Alguns negativos abandonados na rua, e a descoberta das imagens que contêm, levam uma mulher numa viagem pelas suas memórias. Memórias de afecto e de desilusão, de uma revolução pessoal nos tempos da Revolução. E de amor, principalmente, com tudo o que tem de mágico e de destrutivo, com tanto de prisão como de liberdade. Começa, assim, uma história breve, mas cheia de alma e de poesia, capaz de conter toda uma vida em recordações.
Narrado, maioritariamente, na primeira pessoa e ao ritmo dos pensamentos e das memórias, este livro tem na beleza da escrita o seu grande ponto forte. Há muito de introspectivo nesta narrativa, e esse lado exprime-se numa linguagem poética, algo divagativa, mas bela, harmoniosa, reflectindo em pleno a ambiguidade do fluir das recordações. Mulher e mãe, a protagonista tem também as suas ambiguidades - a vontade de se libertar, por oposição às ligações que a prendem, o afecto que se sobrepõe às desilusões, a necessidade de recordar, consciente de que a memória a fere - e a escrita reflecte bem essa mulher completa e contraditória.
Todo este percurso de memórias e pensamentos dirigidos às figuras do passado faz com que pouco haja de linear na linha narrativa deste livro. Nem sempre as figuras presentes em cada episódio estão perfeitamente identificadas, o que gera algo de mistério - e, sim, mais uma vez a ambiguidade - que exige atenção para compreender todos os pormenores. Algumas das memórias da protagonista parecem, à primeira vista, algo confusas, como que esbatidas pelo passar do tempo, o que deixa, por vezes, a impressão de algo em falta. Mas tudo faz sentido ao chegar ao fim, mesmo que nem todas as questões tenham respostas.
Se o essencial da narrativa é pessoal e introspectivo, há, ainda assim, momentos que, sem se afastar da memória individual que parece estar no centro de todo o livro, tornam o contexto mais claro e a história um pouco maior. Trata-se, claro, dos momentos relativos ao 25 de Abril, que, além de tornarem mais claro o tempo das recordações, criam um interessante paralelismo entre a revolução no país e a planeada revolução pessoal da protagonista.

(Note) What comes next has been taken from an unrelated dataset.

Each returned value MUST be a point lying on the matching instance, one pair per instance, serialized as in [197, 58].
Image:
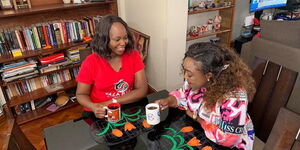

Breve, mas de complexidades inesperadas, e introspectivo, como todas as viagens à memória, Marginal fala de amor e de recordação, numa história que é tudo menos linear e que, por isso, exige bastante atenção. Uma história que é, também, rica nas ambiguidades e contradições que caracterizam os regressos ao passado e que, por isso, reflecte na perfeição as emoções de uma pessoa que recorda, numa vida que não dá todas as respostas. Tudo isto, numa escrita bela e poética, que cativa e que fica na memória. Que faz, também, com que este livro valha a pena.